Final project for data structures
Vail Dorchester
Project Summary:
For this project, I think I'm going to essentially prompt the user for how many points they want to create, create n random points with x, y values, and link them in a master linked list. From this list, I think I will create a graph with path weights equal to the distance between the points. Then, I'll implement multiple different shortest path algorithms and reorder the linked list several times in order of the shortest path found using each method. I might implement some additional criteria just to make it more interesting, because it's quite possible that all of the shortest paths will be the exact same since they are, after all, the same shortest path. From there I'll just print the output. I might implement a menu where I can create a new set of points or choose different operations to perform on the points from the menu.
Update: creating a randomized graph turned out to be rather difficult, so instead I used a pre-made graph. This also made it easier to test if the shortest path algorithms were working. The two algorithms that are implemented are Dijkstra's, and Floyd's Algorithm.
How to run: currently, you can print the nodes, print the edges, or run dijkstra's or floyd's algorithm. there is a menu and it is pretty self explanatory. There is even an about option if you need help.
Dependencies/System requirements: as of now, there are no external dependencies or system requirements besides your machine having the c++11 compilers.

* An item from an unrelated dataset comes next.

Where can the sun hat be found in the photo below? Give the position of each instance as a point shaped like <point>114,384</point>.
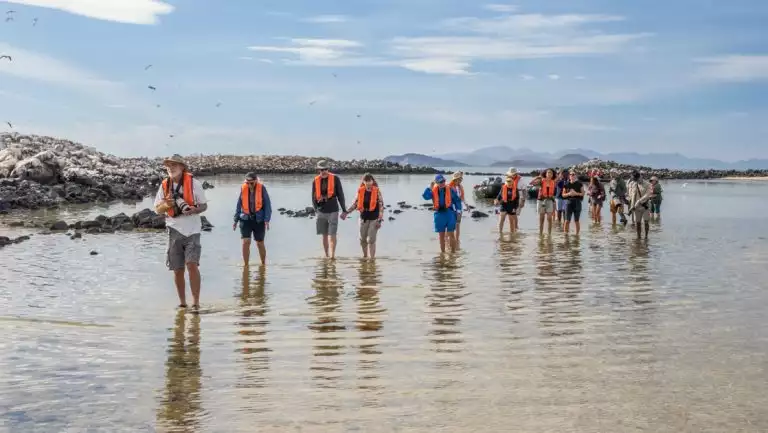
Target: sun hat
<point>175,159</point>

Bugs: -In the menu, if you type a character or string, it will loop endlessly. -The full functionality of storing each solution in a linked list has not been ironed out, and is also open to future improvements. -The adjacencyMatrixFunction method is currently empty, but I plan to design and implement my own algorithm as a challenge for myself. -If you clear the graph, there is currently no way to get that graph back besides restarting the program. -So it works best if you choose a reasonable number of vertices, ie, 10-30. if you add too many it doesnt seem to work and if you add too few it doesn't seem to work. -also, given enough points, it is bound to generate one that is roughly at the midpoint of the start and finish. because of this, the shortest path has almost always been a list of just 3 points going from start, to midpoint, to finish. Geometrically this makes sense, but it is boring.